The conditions for awarding the Medal of Merit were quite severe: only Indochinese, soldiers or civil guards, who had accomplished a brilliant action or had received serious injuries. There could therefore be no regular promotions.

Piquet also found it important to reserve for indigenous people an honorary distinction entitling them to an endowment. This endowment was 12 piastres a year.

A roll of the decorated indigenous people was to be kept in at Residence of the Resident-Superior of Annam in Huế and the Residence of the Resident-Superior of Tonkin in Hanoi.

The only known recipient of this medal was Nguyen Van Hang of the 1st Tonkinese Rifles Regiment for action against Chinese bandits on 4 July 1890. Nguyen Van Hang proved his bravery by entering first into a Chinese den at Hoang-chi near Tien-son and was recommended by the General Commander in Chief of the troops of Indochina.

It is currently not known how many people were awarded the medal. The numbers held in Huế and Hanoi have not been found and the few medals that appear in the collections of medal collectors probably come from the lots that were sent by the manufacturer to the Residents-Superior in Huế and Hanoi. Author R.D. Stiot speculates that perhaps the remainder of the medals which fell into the hands of collectors came from the Bacqueville house itself (which at the time of manufacture was called Lasne and prior to that the Halley house).

=== Abolition ===

The Medal of Merit for the Native Military and Civil Guards had only an ephemeral existence, since it was created on 21 July 1890, and was abolished on 1 May 1891, less than 10 months later, on instructions from metropolitan France.

It isn't known why exactly it was suppressed on instructions from the government of France. It is certain that the Governors-general of French Indochina did not have authority to create, on his own initiative, a decoration. It is also certain that there were many decorations to reward the Indochinese soldiers and civil guards. Annamese and Tonkinese soldiers and constabulary in service of France were able to receive various French medals such as the Médaille militaire and the Médaille Coloniale, the Military Cross of the Imperial Order of the Dragon of Annam, and the various types of Ngân Tiền and the Kim Tiền. After the abolition of the Military Medal of Annam it was primarily the Ngân Tiền and the Kim Tiền which were awarded to Annamese and Tonkinese soldiers and civil guards for their services.

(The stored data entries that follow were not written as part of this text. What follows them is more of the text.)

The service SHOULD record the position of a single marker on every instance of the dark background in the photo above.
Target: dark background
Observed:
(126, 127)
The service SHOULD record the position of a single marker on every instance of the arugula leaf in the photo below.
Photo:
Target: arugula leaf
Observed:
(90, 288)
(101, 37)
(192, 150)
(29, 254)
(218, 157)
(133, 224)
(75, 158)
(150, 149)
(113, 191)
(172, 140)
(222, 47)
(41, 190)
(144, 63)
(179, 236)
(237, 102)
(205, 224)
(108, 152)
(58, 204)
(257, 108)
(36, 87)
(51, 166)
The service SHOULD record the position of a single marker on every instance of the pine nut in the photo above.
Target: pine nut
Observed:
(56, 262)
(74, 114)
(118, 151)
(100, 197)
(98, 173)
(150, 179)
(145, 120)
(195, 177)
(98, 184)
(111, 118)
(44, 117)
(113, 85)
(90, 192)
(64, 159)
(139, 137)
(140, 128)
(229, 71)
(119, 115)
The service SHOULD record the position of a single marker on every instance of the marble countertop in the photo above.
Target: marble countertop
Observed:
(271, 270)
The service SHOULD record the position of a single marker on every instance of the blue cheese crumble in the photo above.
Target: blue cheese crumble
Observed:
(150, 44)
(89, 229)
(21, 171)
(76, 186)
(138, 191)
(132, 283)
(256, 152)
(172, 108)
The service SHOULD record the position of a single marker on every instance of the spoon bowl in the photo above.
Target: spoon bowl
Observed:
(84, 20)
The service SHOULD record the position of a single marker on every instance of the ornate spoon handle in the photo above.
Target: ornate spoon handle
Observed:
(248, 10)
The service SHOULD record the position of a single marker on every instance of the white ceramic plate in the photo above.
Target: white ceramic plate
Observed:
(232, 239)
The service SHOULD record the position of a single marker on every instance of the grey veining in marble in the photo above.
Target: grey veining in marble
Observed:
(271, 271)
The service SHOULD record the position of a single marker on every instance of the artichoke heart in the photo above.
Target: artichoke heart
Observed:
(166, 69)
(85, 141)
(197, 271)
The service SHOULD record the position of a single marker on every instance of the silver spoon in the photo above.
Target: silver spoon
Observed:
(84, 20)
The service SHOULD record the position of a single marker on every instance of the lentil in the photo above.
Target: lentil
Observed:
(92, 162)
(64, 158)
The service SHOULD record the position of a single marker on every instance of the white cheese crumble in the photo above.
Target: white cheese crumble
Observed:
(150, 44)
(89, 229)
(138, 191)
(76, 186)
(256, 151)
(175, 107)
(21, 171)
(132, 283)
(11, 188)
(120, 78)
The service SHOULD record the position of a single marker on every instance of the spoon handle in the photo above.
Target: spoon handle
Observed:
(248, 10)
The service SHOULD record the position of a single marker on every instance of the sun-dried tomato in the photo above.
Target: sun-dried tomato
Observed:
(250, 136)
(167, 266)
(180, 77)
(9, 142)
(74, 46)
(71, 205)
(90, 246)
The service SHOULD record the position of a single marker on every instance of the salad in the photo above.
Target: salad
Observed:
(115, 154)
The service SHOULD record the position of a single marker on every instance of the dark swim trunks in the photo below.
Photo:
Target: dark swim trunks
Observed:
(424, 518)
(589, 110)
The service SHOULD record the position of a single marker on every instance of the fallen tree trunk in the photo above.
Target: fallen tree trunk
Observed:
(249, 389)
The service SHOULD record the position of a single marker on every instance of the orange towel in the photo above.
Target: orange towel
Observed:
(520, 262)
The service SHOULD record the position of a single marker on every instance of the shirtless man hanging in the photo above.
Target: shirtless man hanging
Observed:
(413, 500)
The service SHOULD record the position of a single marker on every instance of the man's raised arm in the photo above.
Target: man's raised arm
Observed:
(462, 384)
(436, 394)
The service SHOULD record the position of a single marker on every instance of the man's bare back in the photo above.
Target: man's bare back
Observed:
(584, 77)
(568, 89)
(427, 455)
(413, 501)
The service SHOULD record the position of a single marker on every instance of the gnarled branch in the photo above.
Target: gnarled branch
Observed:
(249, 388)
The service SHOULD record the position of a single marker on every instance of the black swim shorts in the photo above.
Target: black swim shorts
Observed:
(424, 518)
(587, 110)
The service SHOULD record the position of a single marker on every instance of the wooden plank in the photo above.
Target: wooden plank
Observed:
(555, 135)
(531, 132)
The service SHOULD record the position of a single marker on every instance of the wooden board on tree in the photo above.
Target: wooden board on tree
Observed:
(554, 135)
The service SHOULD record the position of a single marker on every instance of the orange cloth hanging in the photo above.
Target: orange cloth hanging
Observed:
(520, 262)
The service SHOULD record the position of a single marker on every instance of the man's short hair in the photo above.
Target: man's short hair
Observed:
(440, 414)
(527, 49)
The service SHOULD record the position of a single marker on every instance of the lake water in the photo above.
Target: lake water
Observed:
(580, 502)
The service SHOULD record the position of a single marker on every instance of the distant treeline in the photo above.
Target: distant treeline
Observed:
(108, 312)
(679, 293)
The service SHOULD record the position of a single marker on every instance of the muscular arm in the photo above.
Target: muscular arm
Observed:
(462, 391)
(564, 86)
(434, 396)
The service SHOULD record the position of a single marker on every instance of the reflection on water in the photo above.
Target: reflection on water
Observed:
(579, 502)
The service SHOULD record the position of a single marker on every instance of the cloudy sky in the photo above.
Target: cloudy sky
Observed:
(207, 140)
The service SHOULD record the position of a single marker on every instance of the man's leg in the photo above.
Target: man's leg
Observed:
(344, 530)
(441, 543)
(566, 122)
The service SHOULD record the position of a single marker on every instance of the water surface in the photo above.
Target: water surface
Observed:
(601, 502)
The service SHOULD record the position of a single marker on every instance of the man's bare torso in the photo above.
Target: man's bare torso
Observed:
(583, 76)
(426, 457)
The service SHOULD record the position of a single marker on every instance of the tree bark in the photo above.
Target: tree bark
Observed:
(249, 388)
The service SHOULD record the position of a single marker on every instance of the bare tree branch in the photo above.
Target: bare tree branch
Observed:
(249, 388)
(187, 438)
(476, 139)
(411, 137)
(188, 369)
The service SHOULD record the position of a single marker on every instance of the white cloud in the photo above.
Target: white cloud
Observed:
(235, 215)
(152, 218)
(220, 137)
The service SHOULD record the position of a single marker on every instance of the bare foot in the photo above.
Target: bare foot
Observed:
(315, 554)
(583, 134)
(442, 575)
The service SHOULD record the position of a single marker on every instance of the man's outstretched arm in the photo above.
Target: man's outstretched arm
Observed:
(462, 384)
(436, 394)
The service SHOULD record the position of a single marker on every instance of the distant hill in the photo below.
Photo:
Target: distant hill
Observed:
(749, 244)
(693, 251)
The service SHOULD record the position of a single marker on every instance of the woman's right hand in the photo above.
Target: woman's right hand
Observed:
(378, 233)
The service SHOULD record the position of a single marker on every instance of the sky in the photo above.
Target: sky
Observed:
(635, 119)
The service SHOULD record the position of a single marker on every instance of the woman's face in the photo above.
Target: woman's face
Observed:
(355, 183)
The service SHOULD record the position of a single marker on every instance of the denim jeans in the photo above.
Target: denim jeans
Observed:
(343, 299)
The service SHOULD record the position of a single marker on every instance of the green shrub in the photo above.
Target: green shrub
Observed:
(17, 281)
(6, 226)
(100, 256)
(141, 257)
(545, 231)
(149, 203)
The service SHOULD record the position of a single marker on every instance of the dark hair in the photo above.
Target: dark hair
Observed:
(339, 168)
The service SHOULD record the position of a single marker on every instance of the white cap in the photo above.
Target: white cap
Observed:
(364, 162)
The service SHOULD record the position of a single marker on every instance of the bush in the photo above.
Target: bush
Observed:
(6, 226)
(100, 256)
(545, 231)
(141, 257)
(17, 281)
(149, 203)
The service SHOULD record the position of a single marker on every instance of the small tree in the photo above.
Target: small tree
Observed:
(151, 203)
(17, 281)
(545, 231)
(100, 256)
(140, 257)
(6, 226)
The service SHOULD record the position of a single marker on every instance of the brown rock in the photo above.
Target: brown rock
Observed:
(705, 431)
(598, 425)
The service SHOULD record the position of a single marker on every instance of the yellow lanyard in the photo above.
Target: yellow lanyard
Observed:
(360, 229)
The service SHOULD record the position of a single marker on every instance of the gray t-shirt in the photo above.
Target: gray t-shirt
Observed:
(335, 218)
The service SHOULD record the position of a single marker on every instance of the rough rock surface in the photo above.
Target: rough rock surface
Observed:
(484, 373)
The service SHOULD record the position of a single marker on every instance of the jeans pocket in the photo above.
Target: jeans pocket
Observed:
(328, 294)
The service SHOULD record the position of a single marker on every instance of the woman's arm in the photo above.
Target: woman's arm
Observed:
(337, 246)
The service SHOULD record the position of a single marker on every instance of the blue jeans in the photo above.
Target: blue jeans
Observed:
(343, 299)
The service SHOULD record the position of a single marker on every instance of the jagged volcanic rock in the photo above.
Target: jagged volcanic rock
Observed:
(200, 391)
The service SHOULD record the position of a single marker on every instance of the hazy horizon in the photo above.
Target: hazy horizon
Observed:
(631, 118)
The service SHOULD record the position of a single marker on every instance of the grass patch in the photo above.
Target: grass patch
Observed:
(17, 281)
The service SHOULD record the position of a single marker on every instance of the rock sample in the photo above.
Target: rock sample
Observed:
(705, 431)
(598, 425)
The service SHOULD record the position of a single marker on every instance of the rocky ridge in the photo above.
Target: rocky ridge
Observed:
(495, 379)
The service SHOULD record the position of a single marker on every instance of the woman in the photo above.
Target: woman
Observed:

It wasn't until 15 June 1929, that another medal would be made by the Garde indigène of French Indochina to reward good services.

== Description ==

The Military Medal of Annam was a silver, partially gilded, round breast badge 30 millimeter in diameter with a suspension ribbon. The medal itself is held up by the image of a tiger with its teeth and claws touching the circular design and there being two Vietnamese swords (刀, Đao) above the tiger's head. Both the obverse and the revsrse of the medal feature a wreath of gilt oak leaves on its right right side and laurel leaves on its left.

Its obverse features a disk with the inscriptions "VALEUR ET DISCIPLINE" (Valour and discipline) and around "PROTECTORAT DE L'ANNAM ET DU TONKIN" (Protectorate of Annam and Tonkin). Its reverse side features the same design but with the Traditional Chinese characters "忠勇 才畧" (Trung dũng Tài lược) written top-to-bottom, right-to-left and "保護安南並北圻" (Bảo hộ An Nam tịnh Bắc Kỳ) written counterclockwise (right-to-left).

Its ribbon was usually 37 mm wide (according to James Peterson) or came in the two sizes of 28 mm and 35 mm (according to R.D. Stiot). The colour of the ribbon was watered blue, yellow, watered blue. In the yellow field it features two vertically written black traditional Chinese characters meaning Đồng Khánh (同慶).